A few days ago Zach wrote about Seth Godin’s take on Edward Tufte. You know you’re really onto something when your first three comments include: "Seth Godin is out of his gourd and totally wrong." and "Hallelujah, Seth!!!!!" (note the five exclamation points).

Let’s start with some facts:

  • Godin is a provocateur. "I think this is one of the worst graphs ever made," he says about the Napoleon graph. That’s hardly a well-reasoned statement—but it makes a point. Personally, I think Godin’s in way over his head when talking about what graphs are for.
  • Tufte is a provocateur. "This is, for example, the conclusion of sparkline analysis in Beautiful Evidence, where the idea is to make our data graphics at least operate at the resolution of good typography (say 2400 dpi).", he writes. This provocation is more subtle than his well documented aversion to PowerPoint. He’s saying that a computer screen is not an effective tool for data graphics.
  • We are provocateurs, too. Pitting these luminaries against each other with only a brief amount of context is a recipe for delightful blog swirl and discussion.

In a battle between provocateurs it’s best to at least keep your sense of humor about you. You should also be careful and clear when defining your terms.

There are at least two categories for infographics: exploratory and explanatory. A great example of exploratory infographics is what Hans Rosling is doing with Gapminder. This shows us that we can use infographics to go on a personal journey of discovery to understand data. I choose what questions to explore and how to represent the data. Exploratory graphics can be quite complex because I maintain a thread of context in my mind as I explore the data. Animation is very useful here to help maintain context while changing dimensions.

Explanatory graphics are at best the distilled product of exploration and at worst, as Tufte often points out, a tool of deception. Explanatory graphics are often used to establish facts to guide a discussion. "We’re selling more widgets than wodgets! The widget sales trend is up!". I’m sure this is what Godin is talking about: "I think you’re trying to make a point in two seconds for people who are too lazy to read the 40 words underneath."

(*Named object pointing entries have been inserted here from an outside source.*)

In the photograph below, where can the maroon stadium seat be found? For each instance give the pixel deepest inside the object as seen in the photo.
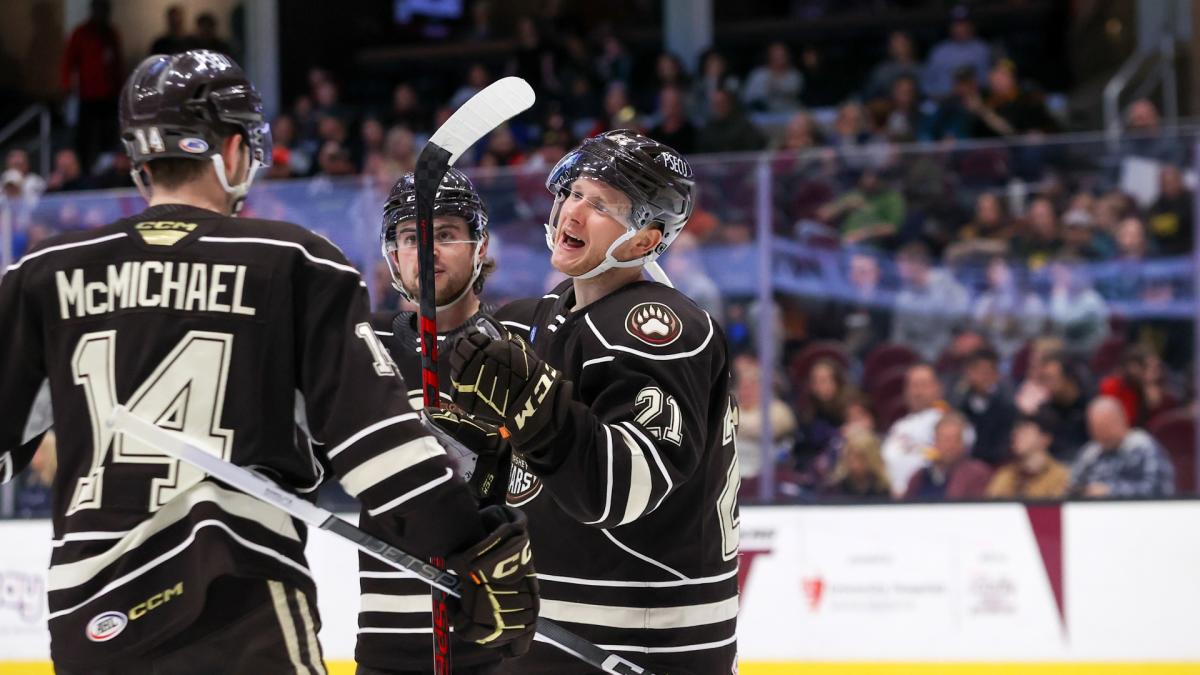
(1175, 429)
(883, 358)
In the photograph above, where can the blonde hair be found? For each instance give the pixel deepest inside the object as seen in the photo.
(861, 441)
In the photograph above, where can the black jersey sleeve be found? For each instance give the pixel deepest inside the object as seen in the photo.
(636, 423)
(358, 411)
(24, 394)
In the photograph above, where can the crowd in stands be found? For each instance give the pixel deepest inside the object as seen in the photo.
(981, 309)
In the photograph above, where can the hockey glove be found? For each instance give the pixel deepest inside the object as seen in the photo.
(499, 603)
(490, 478)
(503, 381)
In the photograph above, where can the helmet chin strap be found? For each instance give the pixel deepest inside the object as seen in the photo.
(611, 262)
(237, 191)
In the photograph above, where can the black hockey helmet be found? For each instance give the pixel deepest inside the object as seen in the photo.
(186, 105)
(655, 178)
(456, 196)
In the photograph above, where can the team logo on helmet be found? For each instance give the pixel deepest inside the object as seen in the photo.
(106, 626)
(676, 163)
(193, 145)
(654, 323)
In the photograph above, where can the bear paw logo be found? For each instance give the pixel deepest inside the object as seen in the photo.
(654, 323)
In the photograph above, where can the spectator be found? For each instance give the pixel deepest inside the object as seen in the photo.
(67, 174)
(1171, 215)
(1065, 408)
(1079, 236)
(1011, 111)
(1032, 393)
(205, 36)
(901, 63)
(748, 377)
(93, 71)
(1007, 315)
(1132, 244)
(958, 117)
(615, 64)
(715, 76)
(727, 129)
(477, 79)
(907, 442)
(801, 133)
(407, 111)
(1145, 137)
(952, 473)
(905, 119)
(949, 57)
(1120, 461)
(823, 402)
(1041, 239)
(1033, 473)
(869, 214)
(823, 85)
(675, 129)
(859, 473)
(930, 306)
(1078, 314)
(174, 40)
(774, 87)
(988, 234)
(31, 185)
(1127, 384)
(987, 401)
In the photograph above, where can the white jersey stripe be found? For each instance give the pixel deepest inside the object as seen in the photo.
(658, 461)
(607, 496)
(641, 617)
(643, 557)
(395, 604)
(640, 483)
(120, 581)
(310, 634)
(389, 464)
(87, 537)
(279, 243)
(618, 584)
(63, 248)
(647, 354)
(364, 432)
(234, 503)
(288, 627)
(412, 494)
(595, 360)
(701, 646)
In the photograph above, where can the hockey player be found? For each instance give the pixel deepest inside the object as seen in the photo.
(395, 619)
(616, 404)
(251, 336)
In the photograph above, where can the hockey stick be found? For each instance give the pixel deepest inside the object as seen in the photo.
(183, 448)
(479, 115)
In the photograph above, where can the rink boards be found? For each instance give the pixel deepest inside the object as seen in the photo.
(857, 590)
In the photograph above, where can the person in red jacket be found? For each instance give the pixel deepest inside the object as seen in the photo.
(93, 69)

Tufte has done a great job at increasing awareness of good information display. On the other hand, he promotes graphs that are strongly tied to a specific context—a facet of the data that they are illustrating. For instance, the Minard graph is a story about the survivors of Napoleon’s march. It does not directly illuminate the battles fought, or how men died, or the story of the armies that faced Napoleon, or the demographics of his army, or the strategic choices Napoleon faced. While this famous graph illustrates many dimensions, it obscures many others, and we need to be aware about this editorial judgment.

Tufte frustrates on a number of levels. He is enormously influential in business. Businesses send people to his seminars and they come back energized with the essential truthfulness of his message. Yet weeks later those principles are abandoned by the lack of practicality of his message. No one in business is going to design a graph in Adobe Illustrator as he can. They use Excel. Seldom can we spend days or weeks refining and testing a graph. The work must be done and then we move on.

Notes:

The Google Video links here jump directly to a point in the presentation. You can create direct links like this:

http://video.google.com/videoplay?docid=-4101280286098310645#17m26s

The #17m26s appended to the end of the URL jump you to 17 minutes and 26 seconds into the video.

Thanks for all the comments on the previous post, but I wanted to single out Jorge Camoes for a particularly level-headed comment. Thanks.

Some more discussion can be found at Emergent Chaos were Thomas Ptacek has posted an insightful comment.